Commentary: You can pick up good ideas and perspectives from meetings and discussions with other farmers from all over.

By Don Donovan

As a district conservationist with the Natural Resources Conservation Service, I have toured farms, attended conferences and talked to farmers throughout the country about conservation farming, no-till, cover crops and soil health. I have overheard snippets of wisdom here and there. They are little pieces of advice that may help make your soil health journey transition a little smoother.

A farmer in South Dakota told me, “Vertical tillage is the worst machine I have ever seen.” That is his opinion. He also said, “Our biggest limitation in our current cropping systems is the lack of carbon.”

Many early no-till pioneers in Indiana talked about the need to get more carbon into the system.

Here is one more piece of advice from my South Dakota friend: “Keys to weed control include competition, sanitation and rotation.”

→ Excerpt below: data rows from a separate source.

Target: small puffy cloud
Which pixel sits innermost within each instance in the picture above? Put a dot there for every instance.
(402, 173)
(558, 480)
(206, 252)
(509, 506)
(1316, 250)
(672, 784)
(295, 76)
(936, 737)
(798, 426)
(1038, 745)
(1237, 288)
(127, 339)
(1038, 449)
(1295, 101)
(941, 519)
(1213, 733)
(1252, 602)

A Canadian farmer at the National No-till Conference this year used a phrase that has stuck with me: “Grain for man, straw for the land.”

More advice
Then there is wisdom from a no-till and cover crop farmer who uses livestock in his system in Coffee County, Tenn. He provided several quotes at the National No-till Conference that are worthy of repeating:

• “The four steps to conservation cropping are faith, hope, understanding, commitment.”

• “Let one success drive your decisions, rather than one failure.”

• “Is there peer pressure in farming? You bet there is.”

• “Chemical properties and physical properties together are just dirt. Biological properties make it soil.”

• Perhaps his best line: “Don’t just conserve a degraded resource; we need to rejuvenate and regenerate.”

Wisdom in books
I’ve also found several books that can help you on your soil health journey.

“Plowman’s Folly” — Written in 1943 by Edward Faulkner, it talks about the unnecessary use of the moldboard plow when it was the primary tillage implement.

“Big Hugh” — This is the story of Hugh Hammond Bennett, father of conservation in the U.S., and his fight to stop erosion during the Dust Bowl. It discusses the beginning of soil and water conservation districts and grassroots solutions to helping farmers on their land.

“Dirt: The Erosion of Civilizations” — By David Montgomery, this book chronicles how erosion has impacted the rise and fall of civilizations. It’s a look back in time, and at what we don’t want to see happen in the U.S.

“Growing a Revolution: Bringing our Soil Back to Life” — This is the story of the current soil health movement as farmers implement regenerative soil systems, also by David Montgomery. It’s a look forward at the soil regeneration movement, which is moving like an avalanche down a mountain, picking up speed as more farmers join the revolution.

Like many others on this soil health journey, I find the more I learn, the more I really don’t know.  The soil health journey is a long trip, taken one step at time, moving forward and looking back only long enough to know you don’t want to go back. The target is healthy, regenerated soils producing healthy food. Today is the day to start your journey toward regenerated soils on your farm. Take that first step, however small it might be!

Donovan is a district conservationist in Indiana with the Natural Resources Conservation Service. He is a contributor to the Salute Soil Health column and submits other articles on behalf of the Indiana Conservation Partnership.